Efficacy findings of this study should be interpreted cautiously because of the small sample size (approximately 30 subjects per group) and the extent of significance testing on multiple outcome variables that was performed. Nonetheless, the overall results of this small study, in combination with broadly consistent published experience, continue to support the concept that fampridine may have value in the treatment of patients with SCI.

Both subject and clinician global assessment variables (SGI and CGI) favored fampridine 25 mg b.i.d. over placebo, with results on the SGI reaching statistical significance (P=0.02). These global ratings are more encouraging when viewed together with improvements in specific functional aspects of the PDQ, including bladder function (decrease in days with accidental urination and decrease in number of bladder ‘accidents’ per day), bowel function (more days with bowel movements, suggesting improved regularity), and in combination with strong trends for improvement on the IIEF and the Ashworth scores. Even modest improvements in bowel, bladder, and sexual function and spasticity can be meaningful to people with chronic SCI.

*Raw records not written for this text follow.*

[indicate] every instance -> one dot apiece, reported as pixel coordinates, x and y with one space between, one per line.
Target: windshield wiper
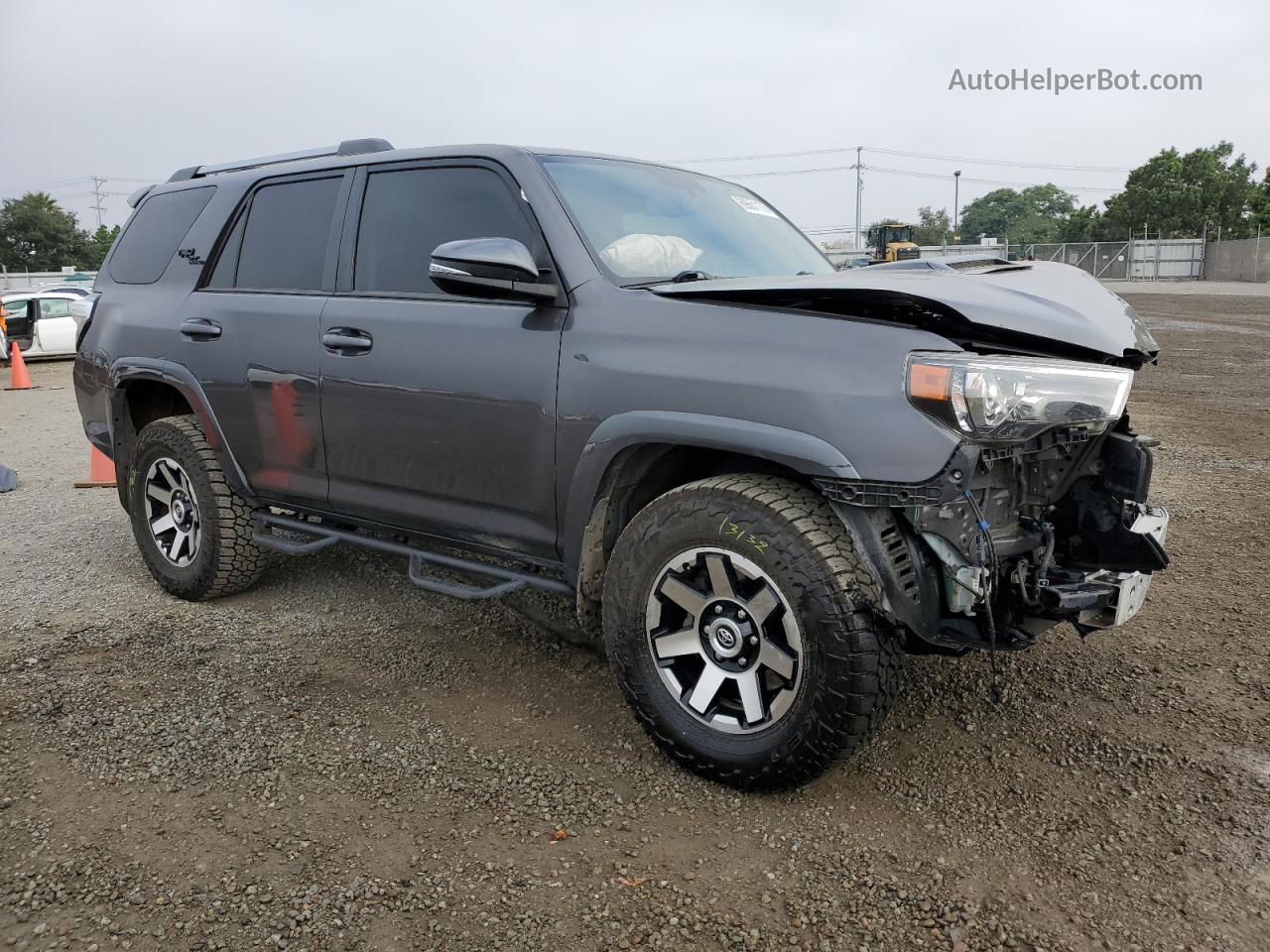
677 280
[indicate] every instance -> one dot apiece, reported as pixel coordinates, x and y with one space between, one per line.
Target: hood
1039 306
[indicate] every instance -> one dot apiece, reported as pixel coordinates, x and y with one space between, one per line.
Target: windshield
647 223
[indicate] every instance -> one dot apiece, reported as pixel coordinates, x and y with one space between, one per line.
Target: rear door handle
199 329
347 340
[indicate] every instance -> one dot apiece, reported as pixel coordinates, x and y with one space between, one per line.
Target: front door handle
347 340
199 329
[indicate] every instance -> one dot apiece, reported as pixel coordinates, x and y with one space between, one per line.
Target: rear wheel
737 613
193 531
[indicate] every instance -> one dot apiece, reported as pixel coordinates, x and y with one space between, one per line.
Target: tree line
39 235
1173 194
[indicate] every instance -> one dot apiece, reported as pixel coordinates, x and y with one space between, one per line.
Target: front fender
793 448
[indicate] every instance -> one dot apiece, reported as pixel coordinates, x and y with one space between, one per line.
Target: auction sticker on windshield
753 206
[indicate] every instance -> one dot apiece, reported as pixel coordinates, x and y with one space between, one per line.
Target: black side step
320 537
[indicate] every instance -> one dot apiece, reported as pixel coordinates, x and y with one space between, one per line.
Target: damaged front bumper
1103 598
1006 543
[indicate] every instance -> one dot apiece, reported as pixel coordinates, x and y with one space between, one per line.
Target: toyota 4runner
643 389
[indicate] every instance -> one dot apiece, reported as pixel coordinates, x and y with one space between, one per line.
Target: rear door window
154 235
55 307
407 213
286 238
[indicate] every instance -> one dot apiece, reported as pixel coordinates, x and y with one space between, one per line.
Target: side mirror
488 268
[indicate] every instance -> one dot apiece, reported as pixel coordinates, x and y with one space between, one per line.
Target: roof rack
349 146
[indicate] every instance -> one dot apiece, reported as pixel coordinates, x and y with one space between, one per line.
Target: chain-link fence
27 281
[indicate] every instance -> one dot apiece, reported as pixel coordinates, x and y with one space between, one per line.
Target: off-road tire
226 560
852 658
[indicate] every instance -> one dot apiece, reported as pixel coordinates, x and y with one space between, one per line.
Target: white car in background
41 322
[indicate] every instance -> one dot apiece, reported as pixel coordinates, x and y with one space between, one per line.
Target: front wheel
193 531
738 617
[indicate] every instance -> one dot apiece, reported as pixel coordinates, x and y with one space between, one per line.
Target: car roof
270 167
36 293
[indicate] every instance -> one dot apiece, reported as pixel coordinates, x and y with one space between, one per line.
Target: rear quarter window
154 235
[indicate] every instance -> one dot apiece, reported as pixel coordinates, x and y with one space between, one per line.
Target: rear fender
122 434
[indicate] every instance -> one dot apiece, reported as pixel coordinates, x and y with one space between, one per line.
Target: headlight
1012 399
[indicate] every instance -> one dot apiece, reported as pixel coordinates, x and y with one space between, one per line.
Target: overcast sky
134 90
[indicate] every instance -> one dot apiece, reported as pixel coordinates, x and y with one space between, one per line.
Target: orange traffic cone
100 471
18 376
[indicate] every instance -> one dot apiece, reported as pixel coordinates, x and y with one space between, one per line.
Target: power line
1011 163
913 173
99 197
998 162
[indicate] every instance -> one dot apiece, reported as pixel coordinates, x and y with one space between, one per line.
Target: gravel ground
338 762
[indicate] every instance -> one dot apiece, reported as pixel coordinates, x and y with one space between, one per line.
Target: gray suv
762 481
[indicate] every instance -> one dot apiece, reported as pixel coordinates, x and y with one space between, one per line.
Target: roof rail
349 146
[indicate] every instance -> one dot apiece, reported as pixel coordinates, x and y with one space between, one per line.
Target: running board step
318 537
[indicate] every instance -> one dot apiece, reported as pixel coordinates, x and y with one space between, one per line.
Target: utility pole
99 197
860 186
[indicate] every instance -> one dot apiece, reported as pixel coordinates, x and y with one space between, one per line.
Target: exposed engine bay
1007 542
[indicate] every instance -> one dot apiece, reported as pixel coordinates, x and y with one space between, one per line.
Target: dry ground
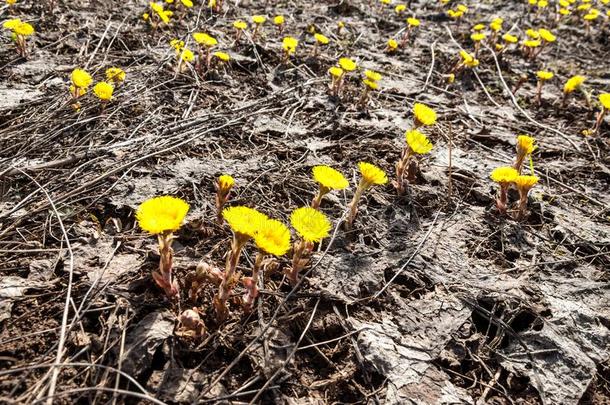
432 298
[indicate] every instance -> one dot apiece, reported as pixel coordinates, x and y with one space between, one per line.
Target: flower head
573 83
329 177
23 29
243 220
424 114
604 99
225 182
504 174
392 44
544 75
81 78
272 237
310 224
204 39
347 64
371 174
103 91
115 74
525 183
187 55
418 142
161 214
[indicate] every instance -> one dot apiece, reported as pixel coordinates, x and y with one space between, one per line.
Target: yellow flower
103 91
115 74
204 39
573 83
372 75
604 98
504 175
161 214
177 44
418 142
424 114
532 43
81 79
532 33
289 44
526 144
478 36
223 56
544 75
243 220
23 29
524 183
240 25
310 224
225 182
321 39
511 39
272 237
329 177
347 64
187 55
371 174
546 35
413 22
335 71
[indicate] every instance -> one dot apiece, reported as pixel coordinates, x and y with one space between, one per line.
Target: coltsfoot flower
329 179
312 226
162 216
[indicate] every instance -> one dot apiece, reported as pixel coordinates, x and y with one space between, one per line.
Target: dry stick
431 68
273 317
294 350
64 319
123 167
516 104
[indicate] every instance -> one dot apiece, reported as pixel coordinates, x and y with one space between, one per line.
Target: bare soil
432 298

Two limitations of this study are likely to have contributed to the relatively low rate of positive response on the PDQ and the limited evidence of efficacy on other measures. First, the only symptom severity requirement for study entry was that the subject show deficits on at least two of the functional domains in the PDQ. Second, concomitant medications for spasticity were allowed during the study, because of the subject discomfort potentially associated with discontinuing these treatments. Consequently, 53 subjects (58%) were receiving concomitant treatment for spasticity. This almost certainly contributed to the low average baseline Ashworth scores and thereby decreased the ability to evaluate the effect of fampridine on spasticity in the population sample.

The change from baseline in mean Ashworth score was not statistically significant when fampridine-treated subjects were compared to those receiving placebo (P=0.04 in a three group comparison). However, in a post hoc subgroup analysis, regardless of the presence or absence of concomitant medications for spasticity, changes in Ashworth mean scores in subjects receiving fampridine 25 mg b.i.d. versus placebo were statistically significant (P<0.025) for those subjects with more marked levels of spasticity at baseline (Figure 2).

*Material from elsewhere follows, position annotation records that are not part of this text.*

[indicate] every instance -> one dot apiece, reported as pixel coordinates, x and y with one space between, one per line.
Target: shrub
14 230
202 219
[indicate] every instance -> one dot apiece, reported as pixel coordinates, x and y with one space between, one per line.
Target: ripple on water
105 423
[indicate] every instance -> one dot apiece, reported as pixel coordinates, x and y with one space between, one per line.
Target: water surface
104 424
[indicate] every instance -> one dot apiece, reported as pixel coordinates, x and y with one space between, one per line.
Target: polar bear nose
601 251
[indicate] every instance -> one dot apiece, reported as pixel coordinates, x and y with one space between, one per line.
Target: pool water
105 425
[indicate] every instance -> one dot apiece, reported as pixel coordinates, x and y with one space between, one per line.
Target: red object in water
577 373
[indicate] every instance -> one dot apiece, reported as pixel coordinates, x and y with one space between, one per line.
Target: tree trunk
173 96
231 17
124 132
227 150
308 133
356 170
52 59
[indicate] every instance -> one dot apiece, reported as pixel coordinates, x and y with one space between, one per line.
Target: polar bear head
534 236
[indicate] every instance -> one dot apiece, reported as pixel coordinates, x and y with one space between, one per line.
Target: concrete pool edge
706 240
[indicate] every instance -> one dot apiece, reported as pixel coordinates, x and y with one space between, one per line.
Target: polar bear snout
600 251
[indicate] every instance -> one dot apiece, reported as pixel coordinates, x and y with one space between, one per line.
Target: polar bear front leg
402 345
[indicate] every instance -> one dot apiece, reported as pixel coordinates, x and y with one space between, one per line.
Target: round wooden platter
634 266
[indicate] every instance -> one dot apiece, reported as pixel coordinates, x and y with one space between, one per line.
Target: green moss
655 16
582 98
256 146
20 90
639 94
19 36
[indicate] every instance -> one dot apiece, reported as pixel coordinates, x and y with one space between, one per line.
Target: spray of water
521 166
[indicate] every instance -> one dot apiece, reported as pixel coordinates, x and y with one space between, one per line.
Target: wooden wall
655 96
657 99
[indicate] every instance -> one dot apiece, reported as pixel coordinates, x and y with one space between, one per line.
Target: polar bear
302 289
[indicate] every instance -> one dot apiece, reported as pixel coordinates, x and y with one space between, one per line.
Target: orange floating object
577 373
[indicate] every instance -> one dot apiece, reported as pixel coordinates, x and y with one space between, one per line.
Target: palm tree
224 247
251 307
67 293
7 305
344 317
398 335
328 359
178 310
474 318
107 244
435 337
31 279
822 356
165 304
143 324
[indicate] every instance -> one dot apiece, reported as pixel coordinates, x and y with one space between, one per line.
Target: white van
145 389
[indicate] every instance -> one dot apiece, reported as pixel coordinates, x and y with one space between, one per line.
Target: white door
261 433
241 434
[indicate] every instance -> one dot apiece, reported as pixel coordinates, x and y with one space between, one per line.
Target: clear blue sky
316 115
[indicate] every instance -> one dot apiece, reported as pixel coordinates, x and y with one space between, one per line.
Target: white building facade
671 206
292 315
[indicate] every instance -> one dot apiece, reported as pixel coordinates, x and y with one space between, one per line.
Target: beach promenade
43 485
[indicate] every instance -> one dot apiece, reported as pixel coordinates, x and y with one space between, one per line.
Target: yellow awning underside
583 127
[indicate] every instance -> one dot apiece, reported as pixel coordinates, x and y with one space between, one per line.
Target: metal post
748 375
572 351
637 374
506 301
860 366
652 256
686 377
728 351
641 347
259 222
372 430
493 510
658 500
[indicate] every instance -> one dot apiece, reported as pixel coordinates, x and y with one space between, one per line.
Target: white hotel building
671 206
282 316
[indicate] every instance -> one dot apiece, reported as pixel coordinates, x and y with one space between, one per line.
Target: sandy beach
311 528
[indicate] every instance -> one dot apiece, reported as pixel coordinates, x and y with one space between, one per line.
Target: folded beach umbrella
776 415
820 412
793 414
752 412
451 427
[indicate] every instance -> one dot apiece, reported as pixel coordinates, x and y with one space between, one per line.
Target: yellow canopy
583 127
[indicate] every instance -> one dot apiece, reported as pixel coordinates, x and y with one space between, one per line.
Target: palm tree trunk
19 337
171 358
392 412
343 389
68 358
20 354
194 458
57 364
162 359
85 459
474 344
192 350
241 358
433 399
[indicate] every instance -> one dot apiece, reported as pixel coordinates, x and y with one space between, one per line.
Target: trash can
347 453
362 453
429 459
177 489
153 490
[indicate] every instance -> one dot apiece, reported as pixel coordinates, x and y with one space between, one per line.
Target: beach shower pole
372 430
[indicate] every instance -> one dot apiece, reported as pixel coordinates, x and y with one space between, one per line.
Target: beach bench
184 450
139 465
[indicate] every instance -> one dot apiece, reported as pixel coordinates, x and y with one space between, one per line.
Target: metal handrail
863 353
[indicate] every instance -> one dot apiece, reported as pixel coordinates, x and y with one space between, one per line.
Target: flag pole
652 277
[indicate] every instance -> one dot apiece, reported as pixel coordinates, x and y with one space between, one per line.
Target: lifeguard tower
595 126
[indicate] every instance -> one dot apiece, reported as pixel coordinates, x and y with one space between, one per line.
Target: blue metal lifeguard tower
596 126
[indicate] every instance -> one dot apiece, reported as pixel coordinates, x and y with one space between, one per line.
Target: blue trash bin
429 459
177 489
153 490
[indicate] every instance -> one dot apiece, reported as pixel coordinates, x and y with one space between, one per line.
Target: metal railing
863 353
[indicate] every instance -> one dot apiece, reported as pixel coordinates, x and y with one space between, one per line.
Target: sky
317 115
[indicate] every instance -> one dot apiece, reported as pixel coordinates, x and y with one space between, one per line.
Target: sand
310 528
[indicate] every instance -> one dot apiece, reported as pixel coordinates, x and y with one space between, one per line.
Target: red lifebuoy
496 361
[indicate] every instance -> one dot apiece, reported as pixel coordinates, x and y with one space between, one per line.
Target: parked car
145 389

A benefit on spasticity is consistent with earlier studies. Marked improvement in spasticity following intravenous infusion of 4-aminopyridine was reported in two subjects in a small double-blind, placebo-controlled crossover study5 involving six subjects with incomplete SCI. A larger, double-blind, crossover study of fampridine subsequently showed a dose-related improvement in average Modified Ashworth Score.3 The improvement in spasticity was significant for the higher dose period (17.5 mg b.i.d.).

Conclusions

In this study, treatment with fampridine, sustained release, 25 mg b.i.d. was associated with significantly improved SGI (P=0.02) in subjects with chronic motor-incomplete SCI. Also, in a post hoc subgroup analysis of subjects with baseline Ashworth scores greater than the median, treatment with fampridine 25 mg b.i.d. was associated with significantly reduced spasticity (P=0.02). Safety and tolerability results in this study indicate that, with appropriate patient selection and gradual dose titration, sustained release fampridine can be well tolerated. Based on the results of this and previous studies, fampridine should be investigated further as a potential treatment for spasticity in patients with chronic SCI.